Editor’s Note: Views expressed in guest columns and letters to the editor reflect the views of the author, not the views of The State News.

Everyone has dreams. Mine, on a daily basis, consist of running away. I am a flight risk.

Certainly, after a long day at work or sitting through three classes for a good portion of the day, there are days I want nothing more than to go home, take a nice, long shower and climb into bed, pretending I don’t have to get up in the morning.

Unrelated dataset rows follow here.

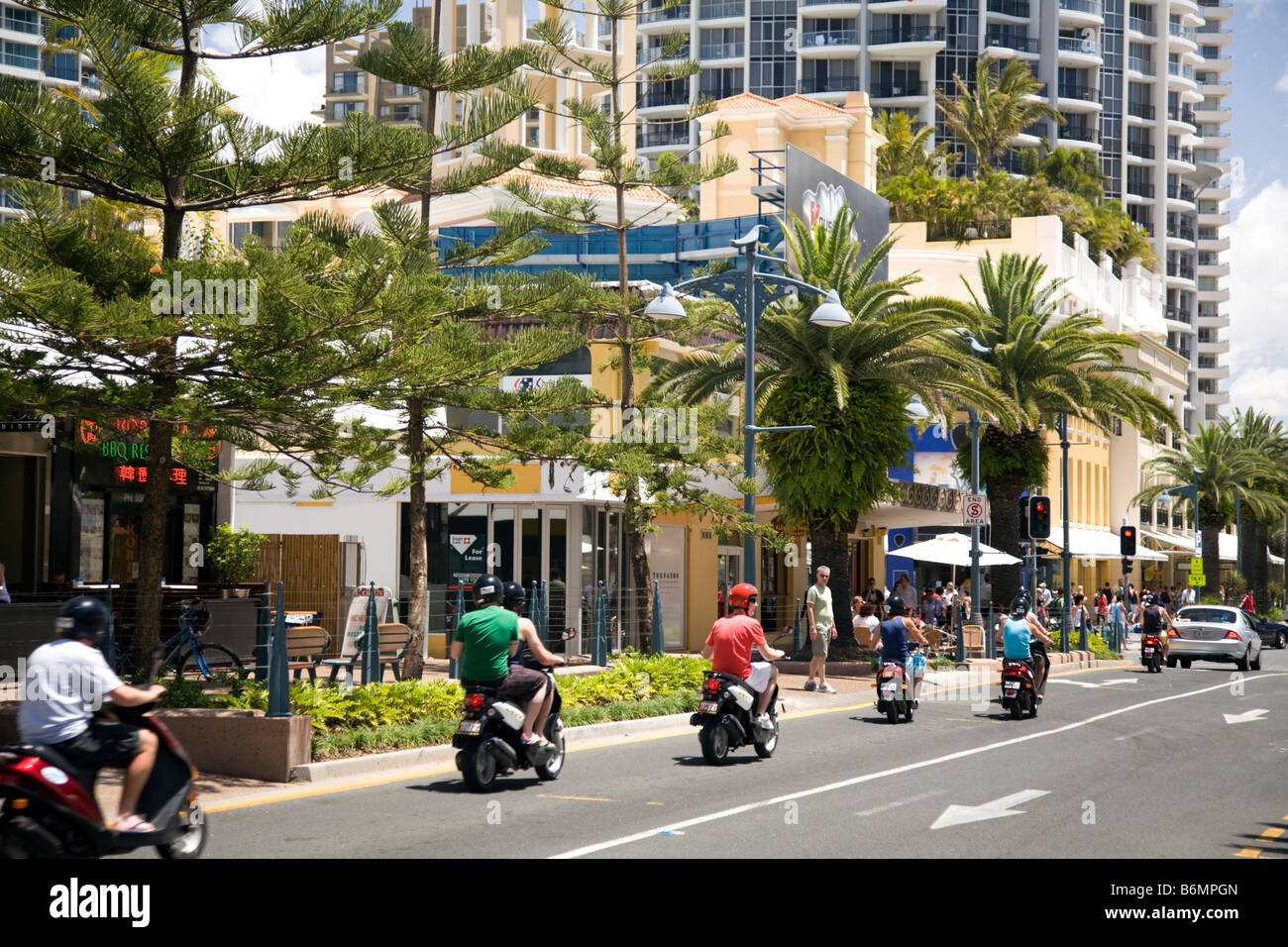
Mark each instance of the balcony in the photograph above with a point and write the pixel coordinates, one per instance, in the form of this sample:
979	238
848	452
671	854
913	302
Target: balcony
1145	27
708	52
889	90
721	9
828	43
819	85
665	16
1005	39
1010	8
662	134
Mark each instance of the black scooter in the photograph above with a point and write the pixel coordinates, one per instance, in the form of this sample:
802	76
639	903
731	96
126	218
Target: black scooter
48	808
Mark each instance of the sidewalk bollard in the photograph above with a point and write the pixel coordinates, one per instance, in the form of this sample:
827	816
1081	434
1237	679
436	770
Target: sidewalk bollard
657	639
454	667
797	630
278	677
262	635
110	641
600	650
372	642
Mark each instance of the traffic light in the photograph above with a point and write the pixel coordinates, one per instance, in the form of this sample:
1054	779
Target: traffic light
1039	517
1127	541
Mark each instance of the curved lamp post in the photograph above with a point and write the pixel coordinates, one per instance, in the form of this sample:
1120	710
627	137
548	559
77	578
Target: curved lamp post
750	292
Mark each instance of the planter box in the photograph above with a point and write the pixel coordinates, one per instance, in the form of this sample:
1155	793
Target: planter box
243	742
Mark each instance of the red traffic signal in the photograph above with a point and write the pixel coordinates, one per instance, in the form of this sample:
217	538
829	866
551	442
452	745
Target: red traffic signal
1039	517
1127	541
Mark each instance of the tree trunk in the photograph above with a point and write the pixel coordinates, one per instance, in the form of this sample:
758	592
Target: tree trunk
156	506
1004	512
413	663
831	548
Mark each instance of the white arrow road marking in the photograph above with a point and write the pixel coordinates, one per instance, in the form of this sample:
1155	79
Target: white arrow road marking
1245	718
960	814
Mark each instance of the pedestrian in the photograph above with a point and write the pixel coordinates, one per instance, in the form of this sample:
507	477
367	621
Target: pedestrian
822	630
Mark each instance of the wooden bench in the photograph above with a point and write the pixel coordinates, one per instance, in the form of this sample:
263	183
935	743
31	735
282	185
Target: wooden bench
305	644
393	642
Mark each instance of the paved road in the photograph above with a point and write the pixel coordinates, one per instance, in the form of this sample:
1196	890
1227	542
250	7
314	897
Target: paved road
1120	763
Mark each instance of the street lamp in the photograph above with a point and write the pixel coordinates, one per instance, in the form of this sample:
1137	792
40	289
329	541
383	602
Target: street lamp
750	295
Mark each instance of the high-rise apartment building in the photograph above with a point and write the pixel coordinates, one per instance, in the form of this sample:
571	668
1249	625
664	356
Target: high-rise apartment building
26	54
1140	82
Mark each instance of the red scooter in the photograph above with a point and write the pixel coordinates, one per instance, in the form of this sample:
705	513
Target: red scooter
48	808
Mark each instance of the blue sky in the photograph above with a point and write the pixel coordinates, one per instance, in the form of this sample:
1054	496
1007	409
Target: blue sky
1258	254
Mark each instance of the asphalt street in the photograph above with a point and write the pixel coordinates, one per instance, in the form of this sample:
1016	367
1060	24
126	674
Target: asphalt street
1120	763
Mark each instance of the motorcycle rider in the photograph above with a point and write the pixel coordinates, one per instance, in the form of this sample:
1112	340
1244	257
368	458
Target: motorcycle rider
729	646
1024	639
893	643
1154	620
532	654
65	681
485	639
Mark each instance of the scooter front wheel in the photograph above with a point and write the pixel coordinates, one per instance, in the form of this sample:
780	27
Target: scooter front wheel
192	843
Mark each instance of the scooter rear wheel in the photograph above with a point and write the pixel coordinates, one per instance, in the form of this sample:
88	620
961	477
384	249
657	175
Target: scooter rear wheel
192	843
715	742
480	768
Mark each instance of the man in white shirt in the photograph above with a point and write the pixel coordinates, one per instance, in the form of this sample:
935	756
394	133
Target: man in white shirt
67	680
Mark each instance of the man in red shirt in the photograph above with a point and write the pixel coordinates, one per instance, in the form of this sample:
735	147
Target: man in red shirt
729	648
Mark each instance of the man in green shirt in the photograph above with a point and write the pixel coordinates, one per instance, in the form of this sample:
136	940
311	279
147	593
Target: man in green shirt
484	642
822	629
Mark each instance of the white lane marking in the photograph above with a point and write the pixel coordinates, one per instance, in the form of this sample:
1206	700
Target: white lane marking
1245	718
896	771
902	801
960	814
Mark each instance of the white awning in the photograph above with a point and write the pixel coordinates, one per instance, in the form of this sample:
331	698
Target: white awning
1095	544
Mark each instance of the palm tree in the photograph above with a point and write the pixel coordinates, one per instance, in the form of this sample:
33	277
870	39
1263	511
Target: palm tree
851	382
1004	105
1046	364
1228	470
907	151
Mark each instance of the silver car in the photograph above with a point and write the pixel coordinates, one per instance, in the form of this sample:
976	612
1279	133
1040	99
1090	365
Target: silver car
1214	633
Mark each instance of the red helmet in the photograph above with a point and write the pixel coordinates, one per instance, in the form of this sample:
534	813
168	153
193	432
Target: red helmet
742	594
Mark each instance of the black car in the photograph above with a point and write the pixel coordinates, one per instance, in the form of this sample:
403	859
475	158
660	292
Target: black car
1274	634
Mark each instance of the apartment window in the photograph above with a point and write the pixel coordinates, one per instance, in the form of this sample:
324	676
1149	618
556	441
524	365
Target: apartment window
532	14
21	21
342	108
21	54
349	82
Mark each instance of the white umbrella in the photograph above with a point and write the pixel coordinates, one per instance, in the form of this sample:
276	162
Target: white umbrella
952	549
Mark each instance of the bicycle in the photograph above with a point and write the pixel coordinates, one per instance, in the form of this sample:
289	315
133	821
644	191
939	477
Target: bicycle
185	651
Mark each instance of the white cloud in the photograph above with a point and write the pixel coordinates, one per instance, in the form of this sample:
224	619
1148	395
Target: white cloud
1258	283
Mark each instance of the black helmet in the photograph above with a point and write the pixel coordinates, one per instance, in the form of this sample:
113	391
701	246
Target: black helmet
84	618
515	596
488	590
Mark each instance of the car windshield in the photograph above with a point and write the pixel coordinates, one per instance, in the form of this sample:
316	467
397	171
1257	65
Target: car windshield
1212	615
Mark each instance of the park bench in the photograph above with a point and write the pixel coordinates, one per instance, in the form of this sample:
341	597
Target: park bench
393	641
305	644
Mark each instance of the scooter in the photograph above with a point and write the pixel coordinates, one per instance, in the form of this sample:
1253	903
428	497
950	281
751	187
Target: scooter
489	737
1151	654
48	808
1018	693
726	716
893	697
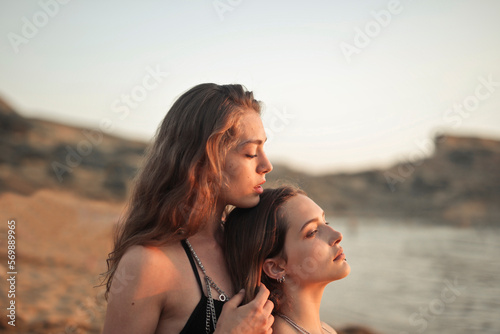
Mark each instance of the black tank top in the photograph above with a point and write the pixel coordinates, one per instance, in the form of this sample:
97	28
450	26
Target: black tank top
197	320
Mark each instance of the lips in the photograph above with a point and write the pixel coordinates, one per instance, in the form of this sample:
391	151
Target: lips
340	255
258	188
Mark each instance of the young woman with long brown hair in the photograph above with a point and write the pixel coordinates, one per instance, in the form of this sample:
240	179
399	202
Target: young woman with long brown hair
167	272
285	243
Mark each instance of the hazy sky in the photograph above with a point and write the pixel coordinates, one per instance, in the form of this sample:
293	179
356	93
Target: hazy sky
347	85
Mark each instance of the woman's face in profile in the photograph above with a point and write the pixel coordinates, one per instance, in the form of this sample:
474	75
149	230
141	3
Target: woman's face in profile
313	249
246	164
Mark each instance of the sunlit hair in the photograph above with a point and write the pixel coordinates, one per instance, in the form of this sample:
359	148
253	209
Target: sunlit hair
177	188
253	235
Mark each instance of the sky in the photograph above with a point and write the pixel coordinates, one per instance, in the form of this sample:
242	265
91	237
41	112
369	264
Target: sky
346	85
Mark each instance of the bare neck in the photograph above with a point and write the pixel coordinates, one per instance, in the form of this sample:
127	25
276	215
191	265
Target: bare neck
212	230
302	307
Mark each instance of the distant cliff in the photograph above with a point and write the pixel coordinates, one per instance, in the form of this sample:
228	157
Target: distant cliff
458	184
37	154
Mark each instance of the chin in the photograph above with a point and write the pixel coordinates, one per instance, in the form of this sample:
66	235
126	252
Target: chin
248	202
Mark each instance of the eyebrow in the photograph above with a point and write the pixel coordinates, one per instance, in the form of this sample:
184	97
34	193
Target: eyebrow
310	221
252	141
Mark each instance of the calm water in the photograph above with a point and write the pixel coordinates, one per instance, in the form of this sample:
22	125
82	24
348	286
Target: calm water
416	278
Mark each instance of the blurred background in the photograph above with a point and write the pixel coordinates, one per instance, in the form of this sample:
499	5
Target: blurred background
385	112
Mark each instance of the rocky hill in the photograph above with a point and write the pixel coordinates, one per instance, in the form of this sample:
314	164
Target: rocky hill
36	154
459	183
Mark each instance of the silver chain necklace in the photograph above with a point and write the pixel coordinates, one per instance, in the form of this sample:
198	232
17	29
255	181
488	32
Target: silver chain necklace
210	283
296	326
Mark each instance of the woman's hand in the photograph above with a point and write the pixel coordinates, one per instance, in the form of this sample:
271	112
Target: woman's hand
254	317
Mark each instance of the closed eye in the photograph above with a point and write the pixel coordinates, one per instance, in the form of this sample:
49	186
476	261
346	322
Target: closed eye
311	234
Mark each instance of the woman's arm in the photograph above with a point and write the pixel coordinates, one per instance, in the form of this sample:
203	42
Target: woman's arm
135	298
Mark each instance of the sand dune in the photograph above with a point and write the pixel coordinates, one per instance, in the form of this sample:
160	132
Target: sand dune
62	242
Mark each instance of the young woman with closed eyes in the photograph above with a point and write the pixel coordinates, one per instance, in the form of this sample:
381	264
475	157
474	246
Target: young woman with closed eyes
167	272
285	243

Most days, despite the beckoning from comfortable pajamas and Ben & Jerry’s, making that final turn around before my apartment complex is the most difficult thing I’ll do all week. It’s not that those three things didn’t sound appealing. It’s that I wanted to do them somewhere else — some place no one knew my name. I wanted to run. I wanted to drive and keep driving until I ended up in Chicago or New York or Los Angeles or Miami Beach.

When you move off campus for the first time, you suddenly become an adult. You have those adult phone calls to make, bills to pay, rent, roommates and an entire household to manage. Most of us, as second- and third-year college students, probably haven’t had to balance a checkbook or pay bills before. All of us will silently question why math classes never taught practical things like that.

We suddenly take on full-time jobs along with our classes so we can pay the bills and suddenly our weeks turn into a routine. Wake up, go to class, go to work, go to bed, maybe do some laundry. It repeats on a daily, weekly basis. The routines become so ingrained, changing them is a hassle. We’re stuck in a routine, in a small college town.

I hate being stuck.

Wanting to disappear to a place where no one knows my name, where I could get lost in a city of other people’s thoughts, find myself in the middle of someone else’s life.

It was a dream I had no obligations. I didn’t have to answer to my family. I didn’t have to answer to so many friends. I wondered, sometimes out loud, if I disappeared, who would miss me. I figured most would understand, assuming most people had the same dream: Abandon your responsibilities and leave the country. Change your name, become a new person.

But abandoning your responsibility isn’t the easiest thing to do. I had an obligation to show up to work every day, had an obligation to increase my debt by attending a university for a degree that might, one day, be a faded piece of paper hanging in a closet-sized living room.

But then there was the notion that I was obligated to myself.

Coming from a small family that lived in a small suburb of Metro Detroit, life always was boring. I took the bus to school, sat through six periods of class, took the bus home and did my homework. A series of actions that hasn’t changed, a part from a few added responsibilities. Pictures of foreign cities adorning my walls, my computer desktops, my school folders. The Eiffel Tower, the Statue of Liberty. At a young age, I wanted to go somewhere to see something beautiful.

I felt like I owed it to myself to get away from the monotony of a small suburb, from school work, from life. I was obligated to do what my parents had never done. I was obligated to travel and give myself a purpose. A purpose I seemed to lack in a small suburb. A purpose I sometimes feel I still lack in a college town where only 30 people know my name.

How was I supposed to know what my destiny would be if I couldn’t go off to find it?

On the days where I wonder if I was meant for something bigger, when I think about how little of the universe I know, looking at cheap plane tickets to random cities became one of my favorite hobbies.

Despite the fact college students have little to no money, something was holding me back from pressing the purchase button, packing a bag and disappearing.

It was the notion of small experiences.

It might be a small town, but it’s in this small town I became accustomed to working long hours and gained experience in the field of study I’m looking into. It’s here I will meet heartbreak and love and friends I will hold onto forever. The same people I’m stuck with are the ones I love to be around. From late night trips to Meijer to getting lost on streets I’ve never heard of, the small discoveries we make together are preparing us for a lifetime of amazing discovery together.

I’m not stuck. I’m letting my desire to disappear grow until the moment it bursts, and I’m holding onto people that will gladly purchase the cheap plane tickets with me and disappear into a world we’ve never been a part of.